Por mucho tiempo pensé que la vida no era la suma de lo que hemos sido sino delo que anhelamos ser y lo que yo más quería era ser libre. Por eso, agarré mi maleta roja y compré el primer boleto de bus que me llevara a Guatemala en la ruta al norte.
Me acuerdo que mi primer viaje lo hice a los seis años, cuando Wendy me separó de mi Nela para llevarnos a vivir con su nuevo marido a Talanga. En ese momento no quise que mi mamá me separa de mi abuela, pero ahora entiendo. Ahora que estoy enamorada, reconozco que no fue su culpa. Tampoco fue culpa suya haberse enamorado de otro joven en ese pueblo, cambiar su vida de madre de cuatro por una de fiesta. Después de todo, ella solo tenía 25 años. Fiesta tras fiesta, gente extraña entrando y saliendo de la casa, todo pasaba frente a mis ojos, pero hubo algo que se quedó conmigo para siempre. Tuve que esconderle a Wendy lo que su cuñado me hizo durante dos años. No lo pude borrar de mi mente ni de mi cuerpo. Incluso años después, cuando estaba en horas de trabajo, me venía el recuerdo y los escalofríos en la espalda y sentía que me quería morir.
La muerte siempre me ha acompañado, como cuando crucé de Guatemala a México. Lo único que recuerdo es lo que más quiero olvidar. Viajábamos en grupos, todas con el mismo norte. Apenas habíamos cruzado la frontera: a todas nos violaron entre cinco hombres y vi cómo mataron a dos hondureñas frente a mis ojos. Todavía no sé qué les impidió dispararme a mí también. Como pude, llegué a Tapachula, sin dinero, pero con vida. Me las arreglé para conseguir un celular y con mi GPS como brújula logré llegar a Juárez.
Tengo experiencia viajando a jalón. Lo hice cuando me escapé de Talanga a Tegucigalpa a los dieciocho. La primera noche la pasé afuera del Hospital Escuela. Al día siguiente, caminé por toda la ciudad. Me sentía como en Nueva York. Un día no pude más y me senté a llorar en una esquina del Parque Central. Varios hombres me miraban insistentes hasta que Nicolle se acercó y me dijo riendo, “Estás sentado en un lugar de prostitución de chicos gay y al chile tienes cara de jotito”. Nos hicimos amigas y me llevó a vivir a su casa. Nicolle era amada y aceptada por su familia, aunque ella nunca les contó de su verdadero trabajo. Yo también quería independizarme, entonces aprendí todo lo que me pudo enseñar y logré juntar lo suficiente para alquilar mi propio cuarto. A veces me acordaba de Wendy, cuando me miraba en el espejo y pensaba que ser mujer no solo es satisfacer a los hombres. Yo quería más.

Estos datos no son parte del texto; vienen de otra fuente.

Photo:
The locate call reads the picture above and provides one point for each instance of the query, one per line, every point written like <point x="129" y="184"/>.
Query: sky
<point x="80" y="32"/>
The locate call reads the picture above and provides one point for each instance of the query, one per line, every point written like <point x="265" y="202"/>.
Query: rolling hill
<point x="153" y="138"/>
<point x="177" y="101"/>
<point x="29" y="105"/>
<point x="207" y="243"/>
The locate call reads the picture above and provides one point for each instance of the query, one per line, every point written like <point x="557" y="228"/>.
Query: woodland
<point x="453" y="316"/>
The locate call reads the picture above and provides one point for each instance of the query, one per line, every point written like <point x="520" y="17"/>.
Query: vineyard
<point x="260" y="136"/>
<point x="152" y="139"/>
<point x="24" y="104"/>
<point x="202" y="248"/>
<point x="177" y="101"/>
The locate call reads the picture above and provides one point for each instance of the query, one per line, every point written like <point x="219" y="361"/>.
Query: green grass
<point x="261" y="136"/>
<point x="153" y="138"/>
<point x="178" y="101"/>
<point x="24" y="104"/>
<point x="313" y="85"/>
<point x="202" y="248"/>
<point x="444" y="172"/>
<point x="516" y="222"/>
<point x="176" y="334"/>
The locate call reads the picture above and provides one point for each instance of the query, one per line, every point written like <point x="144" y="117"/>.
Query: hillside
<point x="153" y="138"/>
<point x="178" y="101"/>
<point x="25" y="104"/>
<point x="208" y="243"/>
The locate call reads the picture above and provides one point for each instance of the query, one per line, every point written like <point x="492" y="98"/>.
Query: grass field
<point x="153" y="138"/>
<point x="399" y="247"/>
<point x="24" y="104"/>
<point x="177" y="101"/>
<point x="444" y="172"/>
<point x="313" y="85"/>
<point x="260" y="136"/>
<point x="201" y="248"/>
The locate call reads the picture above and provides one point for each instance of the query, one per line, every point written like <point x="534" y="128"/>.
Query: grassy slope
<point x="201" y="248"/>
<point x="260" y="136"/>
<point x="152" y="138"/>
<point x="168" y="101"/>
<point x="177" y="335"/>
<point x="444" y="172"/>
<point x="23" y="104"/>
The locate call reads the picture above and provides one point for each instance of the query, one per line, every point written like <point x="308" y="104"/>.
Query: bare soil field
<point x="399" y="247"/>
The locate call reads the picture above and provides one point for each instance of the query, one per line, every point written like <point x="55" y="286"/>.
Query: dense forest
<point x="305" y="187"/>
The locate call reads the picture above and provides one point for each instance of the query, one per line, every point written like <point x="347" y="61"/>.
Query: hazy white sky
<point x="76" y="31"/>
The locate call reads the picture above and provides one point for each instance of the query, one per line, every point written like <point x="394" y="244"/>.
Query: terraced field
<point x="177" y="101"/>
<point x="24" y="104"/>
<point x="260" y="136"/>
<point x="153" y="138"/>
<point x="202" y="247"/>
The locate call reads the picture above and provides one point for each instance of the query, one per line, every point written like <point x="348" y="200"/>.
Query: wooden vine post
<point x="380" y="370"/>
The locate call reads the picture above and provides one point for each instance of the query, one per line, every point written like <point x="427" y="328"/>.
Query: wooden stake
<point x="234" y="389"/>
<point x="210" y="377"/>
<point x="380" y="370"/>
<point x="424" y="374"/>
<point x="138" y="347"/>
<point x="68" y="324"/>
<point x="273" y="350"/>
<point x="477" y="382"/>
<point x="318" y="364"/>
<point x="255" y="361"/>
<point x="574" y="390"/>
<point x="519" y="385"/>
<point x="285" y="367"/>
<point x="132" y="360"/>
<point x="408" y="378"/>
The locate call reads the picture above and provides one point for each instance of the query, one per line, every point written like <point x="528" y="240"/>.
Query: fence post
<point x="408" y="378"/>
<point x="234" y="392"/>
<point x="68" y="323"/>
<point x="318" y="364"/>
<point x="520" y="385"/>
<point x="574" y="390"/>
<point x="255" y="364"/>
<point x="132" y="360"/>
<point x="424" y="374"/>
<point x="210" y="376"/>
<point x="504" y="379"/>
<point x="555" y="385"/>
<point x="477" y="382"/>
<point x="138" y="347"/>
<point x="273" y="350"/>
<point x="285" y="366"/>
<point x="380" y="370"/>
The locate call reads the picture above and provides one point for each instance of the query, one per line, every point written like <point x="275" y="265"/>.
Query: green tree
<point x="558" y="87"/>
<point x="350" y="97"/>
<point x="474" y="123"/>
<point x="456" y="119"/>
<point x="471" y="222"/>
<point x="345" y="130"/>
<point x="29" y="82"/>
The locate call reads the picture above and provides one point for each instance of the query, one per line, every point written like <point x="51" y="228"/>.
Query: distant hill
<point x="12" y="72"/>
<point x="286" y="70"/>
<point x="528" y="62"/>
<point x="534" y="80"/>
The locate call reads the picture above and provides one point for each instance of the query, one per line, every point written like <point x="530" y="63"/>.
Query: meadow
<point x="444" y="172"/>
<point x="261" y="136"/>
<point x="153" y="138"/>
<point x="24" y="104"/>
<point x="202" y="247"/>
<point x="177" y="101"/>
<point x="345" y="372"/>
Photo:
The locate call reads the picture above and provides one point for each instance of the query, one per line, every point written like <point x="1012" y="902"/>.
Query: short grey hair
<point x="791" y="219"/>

Logré llegar a la frontera del país de las oportunidades. Mi plan era entregarme a la ICE, cumplir con mi tiempo y pedir asilo político. Algo que tuvo que ser así de sencillo como me lo pintaron, se volvió una agonía. Ya estando en la cárcel, fui mandada al hoyo más de veinte veces, por relajera, decían, por contestona, y varias veces hasta por intento de suicidio. Lo único bueno que me pasó fue que ahí conocí a Mauricio. Él me dio la fuerza para sobrevivir dos navidades encerrada en ese lugar. Aunque tuve la oportunidad, no me volví a Honduras. Estaba tan cerca de cumplir mi sueño, el mismo sueño que Wendy no pudo realizar por quedarse con sus hijos. Eso me motivaba.
En la cárcel me apodaron la Rosario Tijeras, “por cabrona y chingona”, decían las demás chavas trans. Nos tenían en una unidad especial. Todas, una a una, fueron saliendo. La mayoría ganaba su caso de asilo, menos yo. No era justo estar privada de mi libertad sin haber cometido un crimen, pero era mi realidad. Todo este viaje lo emprendí para poder ser libre y en vez, estaba encerrada. Al fin, unas abogadas me ayudaron a salir de la cárcel de Santa Ana. No lo podía creer.
Llegué a esta etapa de mi camino. Tengo un hogar, amigas, sigo esperando el amor, pero hay algo que encontré y que nunca voy a dejar ir: a mí misma. Soy mía y denadie más; por fin me pertenezco.